Nella tarda mattinata del 9 marzo i rivoltosi rientrarono nelle celle, ma per 3 giorni ne mantennero il controllo. Lo Stato si “riappropriò” della casa circondariale all’alba del 12 marzo quando 250 agenti di custodia del gruppo speciale Gom, con caschi, manganelli e scudi entrarono nelle sezioni, prelevarono 107 presunti rivoltosi, li caricarono su una decina di cellulari e li trasferirono in altre strutture. Tutto ciò mentre all’esterno 150 tra carabinieri, finanzieri e poliziotti bloccavano l’accesso alla zona delle Casermette. Dopo un anno di indagini e sulla scorta di relazioni della polizia penitenziaria e dei video furono identificati solo 82 degli oltre 500 rivoltosi. Il pm ne chiese il rinvio a giudizio; il processo a 81 imputati (uno morì suicida in carcere prima dell’udienza preliminare) al termine dell’udienza preliminare si è diviso in varie tranche: 18 condannati dal gup in primo grado a 91 anni complessivi, avendo optato per il rito abbreviato; 1 assoluzione; stralcio di 7 posizioni; rinvio a giudizio e processo in corso da marzo 2023 per 55 tra uomini e donne; 43 gli arresti eseguiti tra marzo e luglio 2023 a processo già in corso. Le udienze vivono essenzialmente dei racconti degli agenti di custodia (45) che in netta inferiorità numerica rispetto alla massa di rivoltosi, cercarono di arginare la protesta, ma dovettero soccombere; ci fu chi riuscì a mettere in sicurezza le armi in dotazione e evitare che finissero in mano ai reclusi; chi evitò che alcuni rivoltosi potessero prendersela anche con la direttrice dell’istituto.
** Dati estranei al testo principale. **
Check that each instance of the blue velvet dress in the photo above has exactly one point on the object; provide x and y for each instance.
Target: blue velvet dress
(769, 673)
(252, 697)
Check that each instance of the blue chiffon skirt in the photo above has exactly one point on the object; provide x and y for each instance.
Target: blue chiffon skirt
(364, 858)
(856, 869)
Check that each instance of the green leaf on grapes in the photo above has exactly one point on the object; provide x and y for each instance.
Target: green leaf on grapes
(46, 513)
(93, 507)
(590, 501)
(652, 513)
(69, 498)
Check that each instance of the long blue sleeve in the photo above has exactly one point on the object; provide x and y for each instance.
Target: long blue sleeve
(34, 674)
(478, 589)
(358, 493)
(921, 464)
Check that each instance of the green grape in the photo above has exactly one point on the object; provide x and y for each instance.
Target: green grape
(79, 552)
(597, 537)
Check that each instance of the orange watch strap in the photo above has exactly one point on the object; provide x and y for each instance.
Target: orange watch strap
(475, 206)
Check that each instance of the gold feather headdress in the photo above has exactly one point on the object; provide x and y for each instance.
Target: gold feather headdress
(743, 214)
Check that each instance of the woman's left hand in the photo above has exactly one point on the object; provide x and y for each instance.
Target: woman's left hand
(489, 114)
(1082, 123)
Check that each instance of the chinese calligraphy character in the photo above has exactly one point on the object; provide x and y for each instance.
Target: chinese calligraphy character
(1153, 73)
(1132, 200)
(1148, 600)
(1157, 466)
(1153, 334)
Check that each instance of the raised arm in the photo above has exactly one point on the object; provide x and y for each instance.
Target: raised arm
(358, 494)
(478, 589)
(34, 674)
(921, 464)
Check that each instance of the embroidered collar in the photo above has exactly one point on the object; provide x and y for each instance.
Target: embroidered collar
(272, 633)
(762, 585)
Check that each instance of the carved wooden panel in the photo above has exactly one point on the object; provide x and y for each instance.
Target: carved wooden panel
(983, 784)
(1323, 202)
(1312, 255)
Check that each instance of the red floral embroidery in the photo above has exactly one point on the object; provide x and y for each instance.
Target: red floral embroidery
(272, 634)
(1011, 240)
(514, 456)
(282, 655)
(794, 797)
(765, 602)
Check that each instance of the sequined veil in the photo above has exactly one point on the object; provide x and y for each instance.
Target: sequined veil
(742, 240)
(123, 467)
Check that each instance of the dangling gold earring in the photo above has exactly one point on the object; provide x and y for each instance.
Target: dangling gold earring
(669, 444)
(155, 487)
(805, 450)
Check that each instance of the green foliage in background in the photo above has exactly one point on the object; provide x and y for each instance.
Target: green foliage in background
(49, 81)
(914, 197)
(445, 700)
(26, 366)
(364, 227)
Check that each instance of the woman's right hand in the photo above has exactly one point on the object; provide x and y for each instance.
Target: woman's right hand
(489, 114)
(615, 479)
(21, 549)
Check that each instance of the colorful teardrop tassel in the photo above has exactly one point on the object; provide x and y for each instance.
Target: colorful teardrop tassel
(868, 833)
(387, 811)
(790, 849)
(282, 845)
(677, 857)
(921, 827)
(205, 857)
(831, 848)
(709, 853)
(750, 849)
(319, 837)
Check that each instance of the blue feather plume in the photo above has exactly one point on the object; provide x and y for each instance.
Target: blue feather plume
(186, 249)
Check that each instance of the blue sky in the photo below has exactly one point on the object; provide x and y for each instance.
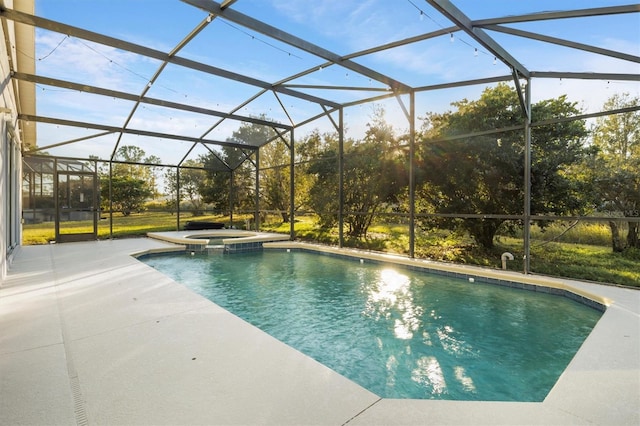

Per gli ispettori del ministero di Giustizia che ad agosto 2022 depositarono la relazione al Dap su quanto successo a Foggia, “la gestione delle fasi successive all’inizio della rivolta e all’evasione, ha evidenziato una situazione di grande confusione; di assenza di punti di riferimento con i detenuti che fecero quanto voluto. La gestione della rivolta fu caratterizzata da aspetti di evidente criticità; il personale è apparso del tutto impreparato a intervenire nel momento in cui i detenuti provenienti dai due plessi dell’istituto si unirono convergendo verso le uscite di portineria e carraia. Per fronteggiare la situazione sarebbe stato necessario interdire immediatamente l’accesso del block-house: questa omissione rese poi possibile con estrema facilità l’evasione di 72 detenuti”. Si torna in aula a dicembre per l’interrogatorio di altri 4 testi d’accusa; nel 2025 si dovrebbe arrivare alla sentenza di primo grado.